They are all somewhat different, in a family of potential candidates, depending on the system you use and the features you are interested in.
Cepstra play on anagrams related to standard Fourier terms: quefrency alanysis, liftering, cepstrum, saphe (for the phase) etc. Not surprisingly, one can find some mixing in cepstrum definitions. You can think of it as a spectrum of a spectrum, scrambled.
The original cepstrum was a squared magnitude of the inverse Fourier transform of the logarithm of the squared magnitude of the Fourier transform of a signal (Bogert et al. 1963). But people have developed generalized versions (related to homomorphic systems). This is where the apparent inconsistency arises.

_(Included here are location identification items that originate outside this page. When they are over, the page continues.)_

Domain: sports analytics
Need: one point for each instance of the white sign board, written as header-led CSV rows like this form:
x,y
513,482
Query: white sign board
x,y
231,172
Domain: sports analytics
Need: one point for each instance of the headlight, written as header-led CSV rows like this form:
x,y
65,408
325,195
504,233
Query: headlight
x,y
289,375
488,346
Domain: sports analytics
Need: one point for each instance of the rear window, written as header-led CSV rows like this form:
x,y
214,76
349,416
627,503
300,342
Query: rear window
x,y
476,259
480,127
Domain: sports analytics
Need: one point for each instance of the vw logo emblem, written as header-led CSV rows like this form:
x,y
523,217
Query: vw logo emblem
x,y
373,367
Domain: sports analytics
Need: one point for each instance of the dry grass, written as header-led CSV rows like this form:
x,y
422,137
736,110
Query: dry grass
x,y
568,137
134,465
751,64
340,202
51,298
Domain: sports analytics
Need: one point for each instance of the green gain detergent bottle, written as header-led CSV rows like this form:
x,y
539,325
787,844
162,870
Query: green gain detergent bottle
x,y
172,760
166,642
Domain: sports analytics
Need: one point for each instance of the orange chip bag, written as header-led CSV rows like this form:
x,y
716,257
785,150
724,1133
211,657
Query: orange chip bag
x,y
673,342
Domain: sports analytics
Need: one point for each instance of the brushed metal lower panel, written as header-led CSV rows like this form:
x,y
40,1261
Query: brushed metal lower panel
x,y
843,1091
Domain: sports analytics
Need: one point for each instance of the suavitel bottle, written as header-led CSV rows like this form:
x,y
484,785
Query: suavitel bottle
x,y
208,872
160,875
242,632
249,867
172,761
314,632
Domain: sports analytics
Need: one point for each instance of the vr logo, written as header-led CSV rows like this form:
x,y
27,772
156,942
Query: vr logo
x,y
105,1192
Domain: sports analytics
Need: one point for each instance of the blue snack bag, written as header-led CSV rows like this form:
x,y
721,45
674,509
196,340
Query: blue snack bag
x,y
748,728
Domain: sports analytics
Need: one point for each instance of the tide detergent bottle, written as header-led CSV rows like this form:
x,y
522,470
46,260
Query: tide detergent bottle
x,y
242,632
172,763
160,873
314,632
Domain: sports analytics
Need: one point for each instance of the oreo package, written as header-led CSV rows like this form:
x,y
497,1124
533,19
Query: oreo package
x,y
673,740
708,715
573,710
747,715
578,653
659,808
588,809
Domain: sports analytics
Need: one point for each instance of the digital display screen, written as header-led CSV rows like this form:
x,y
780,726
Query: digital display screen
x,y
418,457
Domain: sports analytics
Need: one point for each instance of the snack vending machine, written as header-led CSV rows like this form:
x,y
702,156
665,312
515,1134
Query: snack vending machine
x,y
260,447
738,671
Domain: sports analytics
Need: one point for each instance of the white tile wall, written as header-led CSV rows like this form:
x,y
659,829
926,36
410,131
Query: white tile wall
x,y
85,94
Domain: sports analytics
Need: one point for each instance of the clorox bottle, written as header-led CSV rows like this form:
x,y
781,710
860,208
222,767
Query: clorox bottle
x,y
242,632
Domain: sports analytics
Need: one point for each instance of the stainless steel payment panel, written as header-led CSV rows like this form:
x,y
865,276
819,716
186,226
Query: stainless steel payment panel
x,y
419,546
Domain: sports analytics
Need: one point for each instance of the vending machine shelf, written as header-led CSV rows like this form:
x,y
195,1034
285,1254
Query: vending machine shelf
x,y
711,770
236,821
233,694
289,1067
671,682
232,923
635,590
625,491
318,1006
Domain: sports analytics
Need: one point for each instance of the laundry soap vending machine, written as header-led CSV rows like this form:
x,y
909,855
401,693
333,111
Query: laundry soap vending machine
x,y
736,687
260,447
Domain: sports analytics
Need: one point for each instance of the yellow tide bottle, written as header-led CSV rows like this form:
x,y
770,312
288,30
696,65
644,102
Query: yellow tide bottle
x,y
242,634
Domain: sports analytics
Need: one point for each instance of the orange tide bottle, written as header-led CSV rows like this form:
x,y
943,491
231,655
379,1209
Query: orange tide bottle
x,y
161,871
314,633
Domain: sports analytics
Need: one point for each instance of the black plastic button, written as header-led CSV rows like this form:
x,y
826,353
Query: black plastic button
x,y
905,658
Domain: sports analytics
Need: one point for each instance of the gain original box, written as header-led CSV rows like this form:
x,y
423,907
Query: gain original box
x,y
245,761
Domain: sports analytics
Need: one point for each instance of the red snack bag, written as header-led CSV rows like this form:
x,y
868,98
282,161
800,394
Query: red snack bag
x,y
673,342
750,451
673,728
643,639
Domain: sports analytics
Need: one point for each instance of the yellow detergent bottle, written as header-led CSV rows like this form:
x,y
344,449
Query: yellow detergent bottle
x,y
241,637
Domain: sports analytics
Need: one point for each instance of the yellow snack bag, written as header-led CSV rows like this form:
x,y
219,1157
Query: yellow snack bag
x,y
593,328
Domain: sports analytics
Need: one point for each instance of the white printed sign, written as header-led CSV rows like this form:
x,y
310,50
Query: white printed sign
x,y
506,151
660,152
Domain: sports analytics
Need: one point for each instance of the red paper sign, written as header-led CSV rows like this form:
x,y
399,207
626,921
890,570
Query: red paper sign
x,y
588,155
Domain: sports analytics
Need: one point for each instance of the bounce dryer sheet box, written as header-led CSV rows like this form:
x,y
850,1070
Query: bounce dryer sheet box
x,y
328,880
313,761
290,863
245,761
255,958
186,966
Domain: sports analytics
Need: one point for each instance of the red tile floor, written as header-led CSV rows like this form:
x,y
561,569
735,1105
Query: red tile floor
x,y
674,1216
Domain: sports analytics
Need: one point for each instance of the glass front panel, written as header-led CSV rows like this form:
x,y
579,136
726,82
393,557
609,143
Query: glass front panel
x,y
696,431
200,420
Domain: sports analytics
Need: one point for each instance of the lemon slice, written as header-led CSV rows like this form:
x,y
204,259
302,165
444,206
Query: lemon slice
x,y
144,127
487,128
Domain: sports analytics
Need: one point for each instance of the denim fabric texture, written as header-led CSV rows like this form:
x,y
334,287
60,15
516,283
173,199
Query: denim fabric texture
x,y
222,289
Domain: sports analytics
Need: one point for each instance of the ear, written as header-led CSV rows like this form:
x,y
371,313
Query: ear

From a very mundane point of view, take a transformation $F$ (often orthogonal) that gives you some kind of spectrum. Separate (or not) a phase component ($\angle\left( F\left( x\right)\right)$, which could be the sign, some official phase or a mere constant) and an amplitude component $|F\left( x\right)|$. Put an exponent $p$ to the latter, add a little constant $k$ to it to avoid it from vanishing. Pour everything in a companding function $L$: the $\log$, or even a Box-Cox transform: $(x^\lambda-1)/\lambda$. Now, transform the result with $F^*$, which can either be $F$ or its inverse $F^{-1}$:
$$F^*\left(\angle\left( F\left( x\right)\right).L\left(k+ |F\left( x\right)|^p\right)\right)\,.$$
Now you can look at the absolute value of this, or a power again, or some inverse of the function $L$.
The key features are:
- what is a meaningful frequency information for you or your system? If your system natively uses a DCT, then it is natural to compute a spectrum in a DCT domain.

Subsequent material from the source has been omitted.